Junior was ten months old when they brought him home, an excellent age for a baby. Our own baby, nine months older, was fascinated by him. They sat together on the grass where our back lawn sloped down toward the gated swimming pool I’d had installed for Jessica, shaped like a heart because in California you couldn’t have a swimming pool shaped like a mere swimming pool. (I’d suggested the state of Iowa, itself nearly swimming-pool shaped, but Jessica vetoed that.) Our two babies poked at each other and laughed — our baby, like Rocky and Lil’s, was a prodigious giggler.
“This kid—” said Rocky. But then he stopped. “He’s a good kid. Probably above average, but I don’t care if he’s a dope. I hope he is one.”
“He’s not a dope,” I said.
“I just hope he doesn’t remember too much, you know?”
“No,” I said. “You mean whoever his actual mother was? Who remembers that far back?” Rocky junior turned over in the grass and began to graze. His father seemed unconcerned, but I went and flipped him back sunny-side up.
“Me,” said Rocky. “I remember the crib, sure. My father once dropped a slice of meat loaf on my head. You know, that’s my problem. No, no, don’t say it, not the meat loaf: I just remember too much. Everything, every single embarrassing thing I ever did, every rotten name anyone ever called me, every rotten name I ever called someone else. .”
I sat back down. “Comes in handy, that memory.”
“I’d trade it away in a minute if I could. That’s why I want the kid to be forgetful. Happy.”
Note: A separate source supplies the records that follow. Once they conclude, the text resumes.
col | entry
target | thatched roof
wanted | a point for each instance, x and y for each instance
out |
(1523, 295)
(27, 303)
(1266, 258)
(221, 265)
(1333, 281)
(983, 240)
“He won’t have any bad memories to wish away,” I said, “his childhood will be milk and chocolate cake—”
“He’ll find a way to fuck it up,” said Rocky. “It’s human nature. All’s that matters is how quick you get over it. If you’re lucky, you’ll forget what you need to and revise what you can’t.”
“What a philosophy!” I said. I looked at our kids, both now dozing in the shade of a midget palm tree. Maybe he couldn’t tell, but I knew they were both geniuses, beloved, as lucky as a pair of loaded dice.
Compared to Rocky junior, our own baby was not really a baby anymore: she was nearly two, though she was still as plump and milky as an infant. One day you look at your kid and see that she’s become a child, a little person, but it happens to every kid at a different time. Thinner arms and legs, a more muscular mouth, hair that needs cutting. The whole world of noninfant expressions: babies do not smirk, but toddlers can. Our baby had not outgrown her baby ways, though her older brothers had become actual little people by the time they were one year old. Betty — I love that name, the way it sounds like Hattie but luckier — did not talk much. She gestured. She waved like a starlet. And then there was her giggle, God how she giggled, slow at other things but at laughter a genius!